Turning to the latter problem first, we hasten to disavow any suggestion that either the author of the Recommended Decision or the Attorney General in his SICR or brief was less than wholly candid. But appellant in her motion to supplement the record and argument respecting its insufficiency presents evidence of irresistible impact causing doubt as to whether the "record" brought up by the SICR does represent the whole reach of that considered in the agency. Tacit (albeit perhaps subconscious) agreement appears in the statement in the State's brief, which refers to some of this material and then advises, "This was not part of the record, but the Division has no objection to the Court considering this material." We believe that if it is relevant and competent, the factfinder should have considered it and that consideration should be reflected in the SICR. If it is not relevant and competent, the State should not agree to complicate this already difficult matter by a willingness to share it with us.

This procedural matter is not to be taken lightly, for we should not, and almost without exception do not, consider matter not in the record below. Wallach v. Williams, 52 N.J. 504, 505 (1968). In fact, the presentation of material not before the lower tribunal but included in the briefs or appendices on appeal subjects the offeror to censure as one who grossly violates appellate practice and rules. Middle Dep't Insp. Agency v. Home Ins. Co., 154 N.J. Super. 49, 56 (App.Div.1977), certif. den. 76 N.J. 234 (1978).

While the immense burdens upon administrative agencies in these days of broad governmental participation in the affairs of people causes restraint on our part in mandating the procedure, it occurs to us that, where possible, the factfinder might be of service to the agency, the parties and an appellate court by

[186 NJSuper Page 538]

simply listing the sources which he considers as his record and against which his findings may be tested. In the case before us our uncertainty disposes us, in the interest of justice, to a remand to the agency for a certain settling of the things which the factfinder considered, and it will be so ordered.

However, even the best record will be unavailing unless we can also discern the use to which it was put by the factfinder.

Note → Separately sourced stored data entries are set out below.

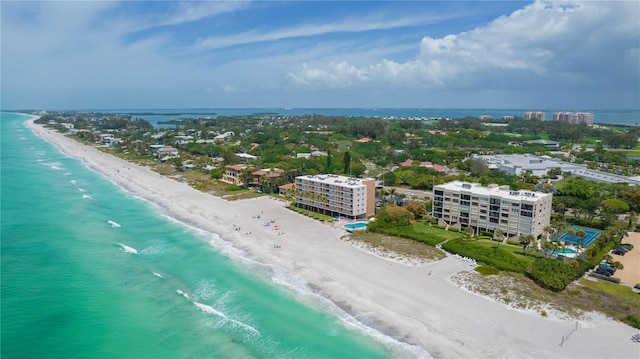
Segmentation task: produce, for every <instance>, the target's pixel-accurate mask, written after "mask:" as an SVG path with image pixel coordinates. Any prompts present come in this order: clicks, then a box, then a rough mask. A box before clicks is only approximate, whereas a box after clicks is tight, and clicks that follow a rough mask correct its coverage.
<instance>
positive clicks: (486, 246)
mask: <svg viewBox="0 0 640 359" xmlns="http://www.w3.org/2000/svg"><path fill="white" fill-rule="evenodd" d="M474 243H475V244H477V245H479V246H482V247H487V248H495V247H497V246H498V245H500V249H502V250H504V251H507V252H509V253H511V254H513V255H514V256H516V257H518V258H519V259H523V260H525V261H527V262H531V263H533V261H534V260H535V259H536V258H537V257H540V256H541V255H540V254H538V253H536V252H535V251H533V250H532V251H531V252H529V254H527V255H526V256H525V255H524V250H523V249H522V247H520V246H514V245H513V244H502V243H498V242H495V241H487V240H478V241H475V242H474Z"/></svg>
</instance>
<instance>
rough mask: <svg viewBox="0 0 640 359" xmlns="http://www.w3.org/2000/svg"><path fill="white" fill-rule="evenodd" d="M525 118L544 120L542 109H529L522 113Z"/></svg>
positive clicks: (526, 118) (525, 118)
mask: <svg viewBox="0 0 640 359" xmlns="http://www.w3.org/2000/svg"><path fill="white" fill-rule="evenodd" d="M524 119H525V120H535V121H544V112H542V111H531V112H527V113H525V114H524Z"/></svg>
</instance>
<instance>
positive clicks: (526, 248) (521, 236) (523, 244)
mask: <svg viewBox="0 0 640 359" xmlns="http://www.w3.org/2000/svg"><path fill="white" fill-rule="evenodd" d="M535 240H536V237H534V236H533V235H531V234H527V235H525V236H521V237H520V244H521V245H522V250H523V251H524V255H525V256H526V255H527V248H530V247H531V243H533V241H535Z"/></svg>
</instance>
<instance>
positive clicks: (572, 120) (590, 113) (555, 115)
mask: <svg viewBox="0 0 640 359" xmlns="http://www.w3.org/2000/svg"><path fill="white" fill-rule="evenodd" d="M553 120H554V121H558V122H566V123H573V124H581V125H587V126H591V125H593V113H591V112H576V113H573V112H556V113H554V114H553Z"/></svg>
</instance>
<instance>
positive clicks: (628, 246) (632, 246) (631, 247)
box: [616, 243, 633, 252]
mask: <svg viewBox="0 0 640 359" xmlns="http://www.w3.org/2000/svg"><path fill="white" fill-rule="evenodd" d="M616 247H622V248H624V249H626V250H627V252H629V251H630V250H632V249H633V244H631V243H621V244H618V245H617V246H616Z"/></svg>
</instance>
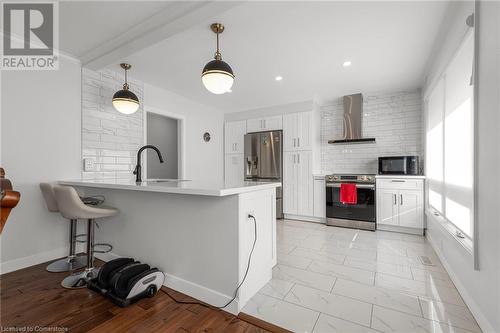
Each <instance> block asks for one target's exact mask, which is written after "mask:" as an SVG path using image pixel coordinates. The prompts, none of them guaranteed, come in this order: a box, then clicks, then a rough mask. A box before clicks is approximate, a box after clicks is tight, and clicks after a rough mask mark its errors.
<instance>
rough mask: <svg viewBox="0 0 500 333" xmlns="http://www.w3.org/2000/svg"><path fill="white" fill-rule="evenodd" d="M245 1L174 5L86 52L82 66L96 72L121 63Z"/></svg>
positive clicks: (218, 14) (198, 2) (83, 57)
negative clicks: (125, 58)
mask: <svg viewBox="0 0 500 333" xmlns="http://www.w3.org/2000/svg"><path fill="white" fill-rule="evenodd" d="M241 3H243V2H242V1H240V2H236V1H234V2H233V1H209V2H206V1H182V2H172V3H171V4H169V6H167V7H166V8H165V9H163V10H161V11H160V12H158V13H156V14H154V15H153V16H151V17H149V18H148V19H146V20H144V21H143V22H141V23H139V24H137V25H136V26H134V27H133V28H131V29H128V30H127V31H125V32H123V33H122V34H120V35H119V36H117V37H115V38H113V39H111V40H108V41H107V42H105V43H103V44H101V45H100V46H98V47H96V48H94V49H93V50H90V51H88V52H86V53H85V54H84V55H83V56H82V57H81V61H82V65H83V66H84V67H86V68H90V69H93V70H99V69H102V68H104V67H106V66H108V65H110V64H113V63H118V62H121V61H122V60H124V59H125V58H126V57H128V56H130V55H131V54H133V53H135V52H137V51H139V50H142V49H144V48H146V47H148V46H151V45H154V44H156V43H158V42H160V41H162V40H165V39H167V38H169V37H171V36H173V35H175V34H178V33H180V32H182V31H184V30H187V29H189V28H190V27H192V26H194V25H196V24H198V23H200V22H203V21H205V20H208V19H209V18H211V17H214V16H217V15H220V14H221V13H222V12H224V11H226V10H229V9H231V8H233V7H235V6H237V5H239V4H241Z"/></svg>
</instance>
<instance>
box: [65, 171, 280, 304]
mask: <svg viewBox="0 0 500 333" xmlns="http://www.w3.org/2000/svg"><path fill="white" fill-rule="evenodd" d="M59 184H62V185H70V186H74V187H75V188H77V190H78V191H79V192H81V193H82V194H84V195H85V196H92V195H104V196H105V198H106V203H105V204H106V205H109V206H113V207H116V208H118V209H119V210H120V214H119V215H117V216H115V217H112V218H108V219H105V220H102V221H101V222H99V221H98V223H99V228H96V242H107V243H110V244H111V245H113V251H112V255H109V254H108V255H107V256H106V257H105V258H104V259H105V260H107V259H112V258H113V257H116V256H123V257H132V258H135V259H136V260H140V261H143V262H145V263H148V264H150V265H151V266H156V267H158V268H159V269H160V270H162V271H163V272H165V275H166V280H165V285H166V286H168V287H170V288H172V289H175V290H178V291H180V292H182V293H185V294H187V295H189V296H192V297H194V298H196V299H199V300H202V301H204V302H206V303H209V304H211V305H214V306H221V305H224V304H226V303H227V302H228V301H229V300H230V299H231V298H232V297H233V294H234V291H235V289H236V287H237V285H238V283H239V282H240V281H241V280H242V279H243V276H244V274H245V270H246V267H247V262H248V256H249V253H250V250H251V248H252V244H253V240H254V223H253V220H252V219H251V218H248V214H251V215H253V216H255V218H256V221H257V243H256V246H255V250H254V253H253V255H252V260H251V264H250V270H249V272H248V276H247V279H246V281H245V283H244V284H243V285H242V286H241V288H240V290H239V293H238V295H237V297H236V299H235V301H234V302H232V303H231V304H230V305H229V306H228V307H227V308H226V309H225V310H226V311H229V312H231V313H233V314H237V313H239V312H240V310H241V309H242V308H243V306H244V305H245V304H246V302H247V301H248V300H249V299H250V298H251V297H252V296H253V295H254V294H255V293H256V292H257V291H258V290H259V289H260V288H262V287H263V286H264V285H265V284H266V283H267V282H268V281H269V280H270V279H271V274H272V267H273V266H274V265H275V264H276V187H278V186H281V184H280V183H256V182H242V183H241V184H237V185H232V186H226V185H224V184H218V183H210V182H199V181H173V182H165V181H146V182H142V183H140V184H136V183H135V182H133V181H129V180H114V179H113V180H109V179H102V180H76V181H59Z"/></svg>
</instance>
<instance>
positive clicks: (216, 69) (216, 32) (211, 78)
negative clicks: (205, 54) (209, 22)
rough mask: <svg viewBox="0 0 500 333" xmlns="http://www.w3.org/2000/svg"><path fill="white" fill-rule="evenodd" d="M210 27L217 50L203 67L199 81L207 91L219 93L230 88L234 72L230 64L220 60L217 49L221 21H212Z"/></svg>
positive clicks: (224, 92)
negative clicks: (202, 82)
mask: <svg viewBox="0 0 500 333" xmlns="http://www.w3.org/2000/svg"><path fill="white" fill-rule="evenodd" d="M210 28H211V29H212V31H213V32H214V33H215V34H216V35H217V51H216V52H215V59H214V60H212V61H210V62H209V63H208V64H206V65H205V67H204V68H203V72H202V73H201V81H202V82H203V85H204V86H205V88H207V90H208V91H210V92H211V93H214V94H217V95H220V94H224V93H226V92H228V91H229V90H230V89H231V87H232V86H233V82H234V74H233V70H232V69H231V66H229V65H228V63H227V62H225V61H222V56H221V54H220V51H219V34H221V33H222V32H223V31H224V26H223V25H222V23H213V24H212V25H211V26H210Z"/></svg>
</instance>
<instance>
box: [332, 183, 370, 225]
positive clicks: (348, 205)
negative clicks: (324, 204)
mask: <svg viewBox="0 0 500 333" xmlns="http://www.w3.org/2000/svg"><path fill="white" fill-rule="evenodd" d="M325 182H326V224H327V225H331V226H337V227H346V228H355V229H364V230H375V229H376V211H375V175H356V174H333V175H328V176H326V177H325ZM342 183H351V184H356V190H357V202H356V203H354V204H344V203H342V202H341V201H340V185H341V184H342Z"/></svg>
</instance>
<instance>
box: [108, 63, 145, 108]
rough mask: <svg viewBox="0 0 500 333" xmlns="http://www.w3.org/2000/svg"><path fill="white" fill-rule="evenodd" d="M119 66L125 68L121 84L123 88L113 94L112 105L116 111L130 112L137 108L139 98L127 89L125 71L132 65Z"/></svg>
mask: <svg viewBox="0 0 500 333" xmlns="http://www.w3.org/2000/svg"><path fill="white" fill-rule="evenodd" d="M120 67H121V68H123V69H124V70H125V83H124V84H123V89H122V90H118V91H117V92H116V93H115V94H114V95H113V106H114V108H115V109H116V111H118V112H121V113H123V114H132V113H134V112H136V111H137V110H138V109H139V98H137V96H136V95H135V94H134V93H133V92H131V91H130V90H129V86H128V83H127V71H128V70H129V69H130V67H132V66H131V65H129V64H120Z"/></svg>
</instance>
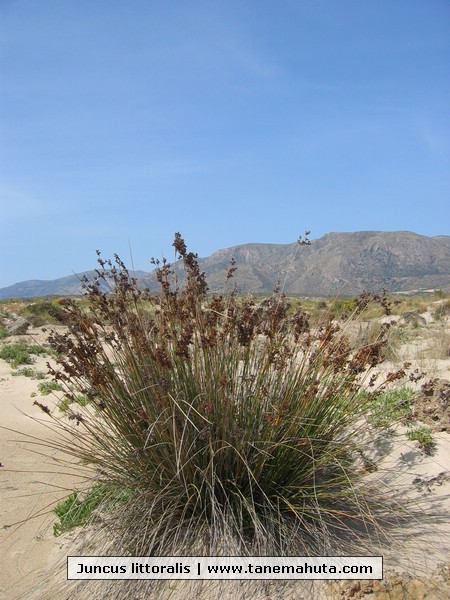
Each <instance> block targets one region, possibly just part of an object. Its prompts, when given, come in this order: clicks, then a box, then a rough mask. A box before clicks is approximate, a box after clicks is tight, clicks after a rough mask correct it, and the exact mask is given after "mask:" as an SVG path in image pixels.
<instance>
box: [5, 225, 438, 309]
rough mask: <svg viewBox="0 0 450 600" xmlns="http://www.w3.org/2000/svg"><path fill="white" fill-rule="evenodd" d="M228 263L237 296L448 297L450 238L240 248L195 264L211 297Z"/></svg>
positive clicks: (223, 280)
mask: <svg viewBox="0 0 450 600" xmlns="http://www.w3.org/2000/svg"><path fill="white" fill-rule="evenodd" d="M232 258H234V259H235V260H236V265H237V267H238V269H237V271H236V272H235V274H234V277H233V283H236V285H237V286H238V290H239V291H240V292H241V293H251V294H267V293H270V291H271V290H272V289H273V287H274V285H275V284H276V283H277V281H280V283H281V285H282V286H283V289H284V291H285V292H286V293H287V294H291V295H300V296H338V295H339V296H342V295H348V296H353V295H357V294H359V293H361V292H363V291H380V290H381V289H383V288H387V289H388V290H389V291H390V292H410V291H424V290H430V289H438V288H439V289H443V290H445V291H450V236H436V237H426V236H422V235H418V234H416V233H411V232H407V231H397V232H381V231H359V232H355V233H329V234H327V235H325V236H323V237H321V238H319V239H317V240H313V241H312V242H311V245H310V246H299V245H298V244H296V243H294V244H256V243H252V244H242V245H239V246H234V247H232V248H225V249H223V250H218V251H217V252H214V253H213V254H212V255H211V256H209V257H206V258H200V259H199V264H200V267H201V269H202V270H203V271H204V272H205V273H206V276H207V281H208V285H209V288H210V290H211V291H220V290H223V288H224V283H225V271H226V269H227V266H228V265H229V263H230V260H231V259H232ZM176 269H177V271H178V270H180V269H181V266H180V265H178V264H177V265H176ZM180 273H181V270H180ZM82 275H83V273H81V274H78V275H70V276H68V277H63V278H61V279H55V280H53V281H24V282H21V283H16V284H14V285H11V286H9V287H7V288H3V289H0V298H14V297H33V296H46V295H58V296H59V295H76V294H79V293H80V292H81V286H80V277H81V276H82ZM87 275H88V277H92V275H93V272H89V273H87ZM136 276H137V277H138V278H139V281H140V284H141V285H142V286H147V287H149V288H150V289H158V285H157V282H156V278H155V274H154V272H151V273H144V272H142V271H139V272H137V273H136Z"/></svg>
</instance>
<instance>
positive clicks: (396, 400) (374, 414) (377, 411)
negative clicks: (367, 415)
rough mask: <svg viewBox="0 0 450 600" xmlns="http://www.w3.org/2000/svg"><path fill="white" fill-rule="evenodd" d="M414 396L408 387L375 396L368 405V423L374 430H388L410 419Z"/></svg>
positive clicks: (414, 392)
mask: <svg viewBox="0 0 450 600" xmlns="http://www.w3.org/2000/svg"><path fill="white" fill-rule="evenodd" d="M414 395H415V392H414V390H413V389H412V388H409V387H403V388H400V389H397V390H393V391H389V392H384V393H382V394H379V395H376V397H375V398H374V400H373V401H371V403H370V414H369V417H368V421H369V423H370V424H371V425H372V427H375V428H388V427H391V426H392V425H395V424H396V423H399V422H400V421H405V420H408V419H410V418H411V400H412V398H413V397H414Z"/></svg>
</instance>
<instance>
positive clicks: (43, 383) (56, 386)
mask: <svg viewBox="0 0 450 600" xmlns="http://www.w3.org/2000/svg"><path fill="white" fill-rule="evenodd" d="M62 389H63V387H62V385H61V384H60V383H58V382H57V381H43V382H42V383H40V384H39V385H38V390H39V393H40V394H41V396H48V395H49V394H50V393H51V392H60V391H62Z"/></svg>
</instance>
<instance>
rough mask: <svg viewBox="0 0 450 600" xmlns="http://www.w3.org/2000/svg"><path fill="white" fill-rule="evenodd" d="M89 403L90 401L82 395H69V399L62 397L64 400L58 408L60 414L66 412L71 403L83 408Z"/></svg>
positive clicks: (88, 403) (62, 401) (85, 395)
mask: <svg viewBox="0 0 450 600" xmlns="http://www.w3.org/2000/svg"><path fill="white" fill-rule="evenodd" d="M61 389H62V388H61ZM90 402H91V401H90V399H89V398H88V397H87V396H86V395H84V394H77V395H76V396H73V395H71V396H70V397H68V396H64V398H63V399H62V400H60V402H59V403H58V408H59V410H60V411H61V412H67V411H68V410H69V407H70V405H71V404H73V403H75V404H78V406H82V407H84V406H87V405H88V404H90Z"/></svg>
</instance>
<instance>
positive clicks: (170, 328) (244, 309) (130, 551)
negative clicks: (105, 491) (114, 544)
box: [50, 234, 389, 555]
mask: <svg viewBox="0 0 450 600" xmlns="http://www.w3.org/2000/svg"><path fill="white" fill-rule="evenodd" d="M174 247H175V250H176V253H177V256H179V257H180V258H181V259H182V262H183V264H184V269H185V279H184V283H183V285H181V284H179V282H178V281H177V279H176V277H175V275H174V272H173V270H172V267H171V265H170V264H169V263H167V262H166V261H163V262H162V263H160V264H157V266H158V281H159V284H160V287H161V291H160V293H159V294H158V295H156V296H154V295H153V296H152V295H150V293H149V292H148V291H145V290H141V289H139V288H138V287H137V282H136V280H135V279H133V278H132V277H131V276H130V274H129V273H128V271H127V269H126V268H125V265H124V264H123V263H122V262H121V261H120V259H119V258H118V257H116V261H115V263H112V262H111V261H104V260H103V259H101V258H99V263H100V268H99V269H98V271H97V277H96V279H95V280H94V281H93V282H88V281H86V282H85V289H86V300H87V305H88V310H87V311H86V310H84V309H83V308H82V307H80V304H79V303H78V304H77V303H76V302H74V301H72V300H67V301H65V303H64V305H63V310H64V314H65V317H64V318H65V323H66V324H67V326H68V329H69V331H68V333H65V334H61V333H53V334H52V335H51V337H50V343H51V346H52V348H53V349H54V350H55V351H56V353H57V356H58V357H59V358H58V363H59V367H58V368H56V369H55V370H54V372H53V376H54V379H55V380H56V381H58V382H59V383H60V384H62V385H63V387H64V388H65V393H66V396H67V398H68V399H70V398H73V399H75V395H74V392H73V389H72V388H71V386H75V387H76V389H77V390H78V391H79V392H80V393H82V394H84V395H86V396H87V397H88V398H89V399H90V403H89V404H88V405H87V406H86V407H85V408H83V407H80V406H79V405H78V406H76V410H72V409H68V410H67V415H68V416H69V418H70V419H71V420H70V421H66V420H59V421H58V424H59V426H60V427H62V428H63V429H64V433H66V434H69V435H70V434H71V433H72V432H73V430H76V431H77V435H76V436H71V437H70V442H69V443H68V442H67V439H68V438H69V436H67V435H66V441H65V445H64V448H63V449H64V451H65V452H66V453H68V454H69V455H72V456H75V457H76V458H78V459H81V460H82V462H83V463H84V464H87V465H90V466H91V467H93V468H94V470H95V471H96V475H95V477H94V478H93V481H94V479H95V480H96V481H100V482H101V485H102V486H103V487H102V489H105V488H106V489H111V490H112V489H115V490H117V489H123V490H127V494H128V496H127V501H126V503H116V504H111V502H110V503H109V509H108V510H109V514H111V510H112V509H111V506H113V514H112V515H111V520H112V522H113V523H114V527H113V531H114V534H113V535H114V536H115V537H114V539H115V542H114V544H115V546H114V550H115V552H116V554H132V555H148V554H153V555H180V554H182V553H183V551H184V552H187V553H189V554H192V553H194V554H195V550H196V549H198V548H199V547H200V546H199V544H200V545H201V547H202V548H203V549H204V552H205V553H207V554H216V553H220V552H223V551H225V550H224V544H225V542H224V539H225V538H224V532H227V536H228V537H229V539H232V540H233V543H234V544H235V546H236V547H239V548H240V552H241V553H243V554H266V555H267V554H275V555H278V554H291V555H295V554H297V555H303V554H319V555H320V554H328V553H330V551H332V550H333V549H334V550H336V549H337V548H341V542H342V540H343V537H344V538H345V537H346V538H347V542H348V541H349V539H351V537H352V536H351V535H350V532H351V531H352V530H354V533H355V532H356V531H357V530H359V531H360V532H361V531H363V530H364V531H367V530H369V529H370V528H377V527H378V517H379V516H380V515H381V516H384V515H385V514H386V511H387V510H388V509H387V505H388V503H389V498H387V496H386V495H384V496H383V495H382V494H381V493H378V492H379V490H378V489H377V486H376V485H375V484H373V485H372V484H370V483H369V482H368V480H367V479H366V478H365V472H364V469H363V468H361V463H360V461H358V458H357V457H358V456H359V454H358V451H357V448H356V445H355V444H356V442H355V440H356V435H355V434H356V429H357V428H358V427H359V425H356V423H361V422H363V420H362V419H361V415H364V414H365V413H366V411H368V410H369V407H370V403H371V402H373V399H374V397H375V396H376V393H375V392H372V393H371V395H370V396H368V395H366V394H361V393H359V392H360V390H361V378H362V377H368V375H367V373H370V369H371V368H372V367H374V366H375V365H377V364H378V362H379V361H380V359H381V355H382V353H383V344H384V342H383V334H384V330H381V331H380V334H379V337H378V338H377V339H376V340H373V341H372V342H371V343H370V344H367V345H365V346H363V347H360V348H356V349H355V348H351V346H350V344H349V342H348V339H347V337H346V335H345V326H343V325H342V324H339V323H338V322H336V321H334V320H332V319H329V320H327V321H325V322H324V323H323V324H322V325H321V326H319V327H317V328H315V329H314V330H313V329H310V328H309V326H308V322H307V319H306V318H305V314H304V313H303V312H302V310H301V309H300V308H298V309H297V310H294V311H289V312H288V310H287V308H288V307H287V302H286V299H285V298H284V296H283V295H282V294H280V293H278V292H274V293H273V295H272V296H271V297H270V298H269V299H268V300H266V301H265V302H264V303H262V304H261V305H256V304H254V303H253V302H252V301H251V300H247V301H245V302H244V301H242V300H241V299H239V297H238V295H237V293H236V290H231V291H230V292H229V293H228V294H224V295H218V294H216V295H213V296H208V295H207V283H206V281H205V277H204V274H203V273H202V272H201V271H200V269H199V266H198V262H197V257H196V255H194V254H193V253H191V252H188V251H187V249H186V246H185V244H184V241H183V239H182V238H181V237H180V235H179V234H176V236H175V241H174ZM234 269H235V266H234V264H232V265H231V266H230V269H229V271H228V273H227V281H228V280H229V279H230V278H231V277H232V272H233V270H234ZM105 283H107V284H109V285H105ZM104 289H112V290H113V291H112V292H111V293H109V294H107V293H105V292H104V291H102V290H104ZM369 300H370V301H371V300H372V298H370V299H369V298H368V297H367V296H366V297H364V298H362V299H361V300H360V304H359V305H358V306H356V305H355V307H354V310H353V317H354V318H357V315H358V314H360V313H361V312H362V311H363V310H364V307H365V306H367V305H368V302H369ZM372 389H373V388H372ZM380 389H382V388H380ZM81 432H84V434H83V435H81V434H80V433H81ZM101 509H102V507H101V506H100V507H99V509H98V510H101ZM106 522H108V519H106ZM353 524H356V525H357V527H355V528H353V527H352V525H353ZM105 526H106V525H105ZM343 532H346V533H345V535H344V536H343V535H342V533H343ZM347 534H348V535H347ZM355 535H357V534H356V533H355ZM199 540H201V541H199ZM342 543H343V542H342Z"/></svg>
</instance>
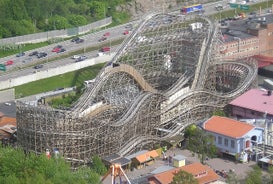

That is why we have been so insistent over the years respecting the need for factfinding and the bounden duty of the factfinder simply but fully and clearly to tell us why. State in the Interest of J.M., 57 N.J. 442, 445 (1971); State v. Singletary, 165 N.J. Super. 421, 424-425 (App.Div.1979), certif. den. 81 N.J. 50 (1979); Kenwood Associates v. Englewood Bd. of Adj., 141 N.J. Super. 1, 4 (App.Div.1976); Reiser v. Simon, 63 N.J. Super. 297, 300-301 (App.Div.1960). The obligation is no lighter in an administrative agency. Smith v. E.T.L. Enterprises, 155 N.J. Super. 343, 347-349 (App.Div.1978); Van Realty, Inc. v. Passaic, 117 N.J. Super. 425, 428-429 (App.Div.1971).

As noted above, the Recommended Decision, adopted by the Director, expresses some conclusions which may in the long run prove sound -- or they may not. Without findings, of which there are essentially none, we cannot choose between those two alternatives. This is a sensitive matter. It involves the welfare of a 14-year-old and that of his mother. In a broader sense, of fundamental interest to the judicial system in a country of the fabric of this one, it involves the concerns of society as a whole. We cannot overlook or tolerate this substantial deficiency.

The order is vacated and the matter is remanded to the agency for further consideration. In view of the passage of time and the experience which may have been gained from it, we believe the record should be reopened and brought to date. Thereafter the individual charged with the initial determination shall define the record in terms of things considered and shall accompany the determination with detailed and complete findings of fact.

[186 NJSuper Page 539]

Remanded for further proceedings consistent with the foregoing. We do not retain jurisdiction.